Barclays is in exclusive talks to sell its iShares asset management unit to CVC Partners for about 3 billion pounds ($4.3 billion), a person familiar with the situation said on Tuesday.
The sale would not include the securities lending business of San Francisco-based Barclays Global Investors (BGI), the parent of iShares, the source told Reuters.
Barclays will retain a roughly 20 percent exposure to iShares through warrants, the source said.
Barclays shares trimmed earlier gains after the report and by 7:45 a.m. EDT they were at 150 pence, up 0.5 percent but down from 155p before the news.
Barclays declined to comment. It said on Monday talks about the sale of the exchange-traded funds unit were progressing well, alongside news it had rejected an offer to take part in a British government plan to insure risky assets.
Analysts had put the value of iShares at about 3 billion pounds, though bank industry sources had said bidders could be willing to bid near 4 billion pounds.
The option of the warrants could be worth over 500 million pounds on the estimated value of the deal.
Excluding the securities lending business will make the deal less complex with U.S. regulators, the source said.
A second source said one of the other bidders had wanted to include that shared business, which had made it harder to value the business.
It was not immediately clear whether CVC was bidding alone, or whether it was part of a consortium. The private equity house declined to comment.
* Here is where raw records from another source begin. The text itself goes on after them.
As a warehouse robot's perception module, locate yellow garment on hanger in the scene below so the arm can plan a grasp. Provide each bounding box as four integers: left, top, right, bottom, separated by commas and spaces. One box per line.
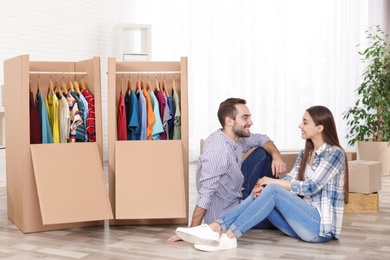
45, 81, 60, 144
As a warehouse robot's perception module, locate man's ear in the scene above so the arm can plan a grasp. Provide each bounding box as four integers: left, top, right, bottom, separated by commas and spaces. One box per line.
317, 125, 324, 134
225, 116, 234, 126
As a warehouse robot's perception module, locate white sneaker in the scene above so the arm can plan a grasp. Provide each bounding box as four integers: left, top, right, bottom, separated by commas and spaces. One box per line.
176, 224, 219, 246
194, 234, 237, 252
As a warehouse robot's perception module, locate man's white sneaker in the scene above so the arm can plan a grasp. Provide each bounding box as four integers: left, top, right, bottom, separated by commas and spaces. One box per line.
194, 234, 237, 252
176, 224, 219, 246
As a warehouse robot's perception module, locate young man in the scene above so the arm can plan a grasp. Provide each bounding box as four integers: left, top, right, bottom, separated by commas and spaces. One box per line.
169, 98, 286, 242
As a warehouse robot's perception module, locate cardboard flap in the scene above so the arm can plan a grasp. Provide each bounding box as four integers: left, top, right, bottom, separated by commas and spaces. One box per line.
115, 140, 186, 219
31, 143, 113, 225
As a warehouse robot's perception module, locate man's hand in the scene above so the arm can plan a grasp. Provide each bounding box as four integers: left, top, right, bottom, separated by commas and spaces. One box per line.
271, 156, 287, 178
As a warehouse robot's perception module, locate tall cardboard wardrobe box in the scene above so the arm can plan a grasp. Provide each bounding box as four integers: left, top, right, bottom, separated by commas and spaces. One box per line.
4, 55, 113, 233
108, 57, 189, 225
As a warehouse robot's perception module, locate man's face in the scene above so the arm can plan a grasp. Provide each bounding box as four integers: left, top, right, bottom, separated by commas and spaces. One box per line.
232, 104, 253, 137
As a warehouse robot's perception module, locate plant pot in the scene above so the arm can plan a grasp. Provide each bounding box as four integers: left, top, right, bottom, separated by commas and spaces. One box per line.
358, 141, 390, 175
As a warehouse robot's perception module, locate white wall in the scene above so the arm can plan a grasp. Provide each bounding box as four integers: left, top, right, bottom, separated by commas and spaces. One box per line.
0, 0, 390, 160
0, 0, 123, 161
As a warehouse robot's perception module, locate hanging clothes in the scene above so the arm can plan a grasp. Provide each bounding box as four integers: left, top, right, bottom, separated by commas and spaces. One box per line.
167, 96, 175, 140
46, 89, 60, 144
30, 91, 42, 144
81, 88, 96, 142
142, 88, 156, 140
137, 86, 147, 140
173, 89, 181, 140
154, 89, 167, 140
125, 90, 141, 140
70, 91, 85, 142
58, 94, 71, 143
117, 91, 127, 141
149, 91, 164, 140
35, 91, 53, 144
66, 93, 83, 142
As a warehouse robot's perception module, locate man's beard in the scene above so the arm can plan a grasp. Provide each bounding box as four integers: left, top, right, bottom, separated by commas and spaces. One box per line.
233, 126, 250, 137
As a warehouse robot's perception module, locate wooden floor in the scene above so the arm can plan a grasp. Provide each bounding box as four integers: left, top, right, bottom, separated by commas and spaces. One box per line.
0, 152, 390, 260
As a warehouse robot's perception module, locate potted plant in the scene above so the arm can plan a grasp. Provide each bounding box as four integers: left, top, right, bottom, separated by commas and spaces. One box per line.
343, 26, 390, 174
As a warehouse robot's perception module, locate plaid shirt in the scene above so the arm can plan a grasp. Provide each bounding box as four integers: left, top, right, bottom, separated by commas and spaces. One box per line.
283, 143, 345, 238
196, 129, 270, 224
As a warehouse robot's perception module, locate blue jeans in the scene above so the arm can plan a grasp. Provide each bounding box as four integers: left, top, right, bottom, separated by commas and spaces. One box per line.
216, 184, 332, 242
241, 147, 275, 229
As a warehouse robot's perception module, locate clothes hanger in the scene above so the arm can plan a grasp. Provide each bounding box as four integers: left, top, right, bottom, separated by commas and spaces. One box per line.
172, 74, 176, 91
146, 80, 152, 91
135, 81, 140, 93
68, 81, 74, 92
61, 81, 69, 96
47, 78, 55, 96
37, 75, 41, 94
163, 80, 169, 97
80, 79, 87, 92
54, 80, 64, 98
73, 80, 81, 96
121, 75, 124, 94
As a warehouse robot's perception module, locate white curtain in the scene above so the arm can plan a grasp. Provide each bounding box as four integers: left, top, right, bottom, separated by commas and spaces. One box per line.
123, 0, 389, 160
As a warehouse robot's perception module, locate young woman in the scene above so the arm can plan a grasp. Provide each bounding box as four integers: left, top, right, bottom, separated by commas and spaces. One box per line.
176, 106, 348, 251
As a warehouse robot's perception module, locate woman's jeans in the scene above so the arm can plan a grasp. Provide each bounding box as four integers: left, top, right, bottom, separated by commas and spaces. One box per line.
216, 184, 331, 242
241, 147, 275, 229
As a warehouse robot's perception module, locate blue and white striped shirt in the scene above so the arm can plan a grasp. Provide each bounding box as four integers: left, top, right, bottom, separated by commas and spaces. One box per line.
283, 143, 345, 238
196, 129, 270, 224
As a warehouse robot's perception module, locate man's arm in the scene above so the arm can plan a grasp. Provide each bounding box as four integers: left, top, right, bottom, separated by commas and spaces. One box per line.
263, 140, 287, 177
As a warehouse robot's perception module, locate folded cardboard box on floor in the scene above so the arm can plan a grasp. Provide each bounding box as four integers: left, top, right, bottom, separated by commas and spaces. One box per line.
344, 192, 379, 213
348, 160, 382, 194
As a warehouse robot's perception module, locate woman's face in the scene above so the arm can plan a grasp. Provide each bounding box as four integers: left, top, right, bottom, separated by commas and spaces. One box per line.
298, 111, 323, 139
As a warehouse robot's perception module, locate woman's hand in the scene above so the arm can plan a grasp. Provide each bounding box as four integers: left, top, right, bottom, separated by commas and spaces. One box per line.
252, 177, 277, 199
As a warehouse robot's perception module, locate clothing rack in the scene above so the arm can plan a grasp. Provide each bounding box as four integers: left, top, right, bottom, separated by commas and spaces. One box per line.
30, 71, 87, 75
108, 57, 189, 225
4, 55, 113, 233
112, 71, 181, 75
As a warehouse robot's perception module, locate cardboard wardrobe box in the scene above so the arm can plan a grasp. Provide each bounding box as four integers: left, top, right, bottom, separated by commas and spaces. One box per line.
4, 55, 112, 233
348, 160, 382, 194
108, 57, 189, 225
345, 151, 357, 162
344, 192, 379, 213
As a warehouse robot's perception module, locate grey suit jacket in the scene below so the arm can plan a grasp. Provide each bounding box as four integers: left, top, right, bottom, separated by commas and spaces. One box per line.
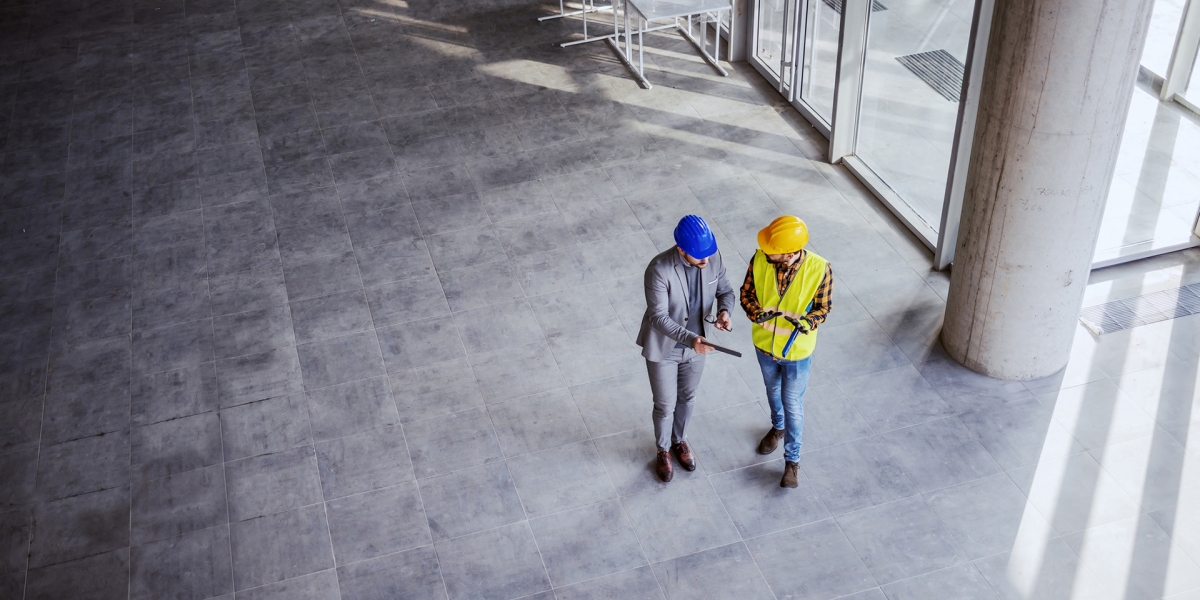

Goldman Sachs had earlier been mooted as a potential bidder, as were Bain Capital and a consortium of Hellman & Friedman and Apax Partners.
The source said a deal could be reached late this week but could not be more specific about the precise timing of the deal, as details were being hammered out.
Barclays said on Friday it did not need to raise any fresh capital after Britain's financial regulator subjected it to a strict stress test and was satisfied its balance sheet could withstand more pain.
It said the offer to take the UK government asset insurance was not in the economic interests of its investors. Joining the scheme could have increased political interference, analysts said.